Rechercher
Rechercher

Politique - Décryptage

Le Hezbollah se prépare à l’éventualité d’un changement de système au Liban

S’il se positionne comme le parrain du statu quo, le parti chiite ne serait pas opposé au fait de tourner la page de Taëf et renforcer ainsi l’intégration institutionnelle des chiites. 

Le Hezbollah se prépare à l’éventualité d’un changement de système au Liban

Une femme assise devant un portrait du chef du Hezbollah Hassan Nasrallah, le 25 mai 2021 à Khiyam, au Liban-sud. Photo REUTERS/Aziz Taher

Est-il possible de trouver une issue à la crise libanaise sans revoir le système qui a été déréglé avant de s’effondrer de fond en comble ? Cette question alimente aujourd’hui de nombreux débats au sein de la classe politique traditionnelle, mais aussi dans les rangs de l'opposition, qui espère que l’effondrement total permettra de donner naissance à un nouveau projet politique et économique. Les partis politiques traditionnels étant intrinsèquement liés au système en place, ces derniers le défendront a priori bec et ongles tant qu’ils le peuvent. Pas seulement pour une question d’intérêts, mais aussi de peur que les autres forces en profitent, au premier rang desquelles le Hezbollah.

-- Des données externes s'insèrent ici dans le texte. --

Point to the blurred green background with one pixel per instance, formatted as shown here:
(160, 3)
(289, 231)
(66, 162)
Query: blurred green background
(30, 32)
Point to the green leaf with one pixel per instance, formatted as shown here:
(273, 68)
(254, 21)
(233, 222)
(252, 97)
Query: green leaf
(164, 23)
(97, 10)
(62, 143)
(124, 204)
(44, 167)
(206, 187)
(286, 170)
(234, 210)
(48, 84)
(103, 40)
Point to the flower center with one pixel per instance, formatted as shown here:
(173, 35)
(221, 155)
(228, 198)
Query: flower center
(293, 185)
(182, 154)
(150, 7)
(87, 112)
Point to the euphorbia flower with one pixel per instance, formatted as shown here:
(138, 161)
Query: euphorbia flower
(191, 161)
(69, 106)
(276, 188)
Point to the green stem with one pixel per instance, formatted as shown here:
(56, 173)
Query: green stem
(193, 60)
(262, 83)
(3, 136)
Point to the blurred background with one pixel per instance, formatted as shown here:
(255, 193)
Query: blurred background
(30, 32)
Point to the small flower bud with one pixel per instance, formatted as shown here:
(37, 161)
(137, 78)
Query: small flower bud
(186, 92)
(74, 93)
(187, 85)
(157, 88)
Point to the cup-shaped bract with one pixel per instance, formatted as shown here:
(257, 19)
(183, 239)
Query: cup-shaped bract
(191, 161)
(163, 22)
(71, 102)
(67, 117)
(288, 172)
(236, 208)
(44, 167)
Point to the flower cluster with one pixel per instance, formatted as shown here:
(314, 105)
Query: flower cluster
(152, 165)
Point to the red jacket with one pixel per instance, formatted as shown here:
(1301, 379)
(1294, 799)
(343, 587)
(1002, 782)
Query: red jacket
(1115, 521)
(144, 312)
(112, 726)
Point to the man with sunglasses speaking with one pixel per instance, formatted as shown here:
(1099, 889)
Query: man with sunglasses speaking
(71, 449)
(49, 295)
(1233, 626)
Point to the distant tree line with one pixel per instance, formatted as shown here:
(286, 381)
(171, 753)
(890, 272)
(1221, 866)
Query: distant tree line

N’en déplaise à ceux qui misent sur la mort de l’ancien monde pour voir le nouveau apparaître, la déliquescence du pays risque plutôt de renforcer le chaos ambiant sans pour autant faire émerger une véritable alternative. C’est pour éviter ce scénario que les Occidentaux ont décidé de soutenir l’armée libanaise et de renforcer leurs actions humanitaires dans le pays. Pour eux, l’objectif est de créer les conditions de la transition, qui doit commencer à prendre forme avec les élections législatives prévues pour 2022. Le président français Emmanuel Macron avait même évoqué le besoin de penser un nouveau contrat social au Liban, lors de sa visite à Beyrouth au lendemain de l’explosion au port le 4 août 2020.

Le Hezbollah est le parti qui en parle le plus ouvertement. Lors de son dernier discours début juillet, Hassan Nasrallah avait considéré que le Liban souffrait d’une "crise de régime". Le secrétaire général du parti chiite s’était déjà exprimé en ces termes en 2012. A l'époque, il avait appelé à une conférence pour discuter de la Constitution, alors que le Hezbollah sentait le danger des répercussions des "printemps arabes" sur la réalité politique libanaise, notamment la révolution syrienne, qui était à son apogée. Si la proposition du parti pro-iranien avait été accueillie par de nombreuses critiques sur le plan local, c’est plutôt l’évolution de la scène régionale qui l’a poussé à ranger cette idée dans le tiroir. L’échec de la révolution syrienne d’une part, et l’accord sur le nucléaire iranien de l'autre, lui ont donné un sentiment de toute-puissance. Et le compromis présidentiel de 2016 entre Michel Aoun et Saad Hariri l’a promulgué maître incontesté du jeu, toutes les parties entretenant des liens directs avec lui.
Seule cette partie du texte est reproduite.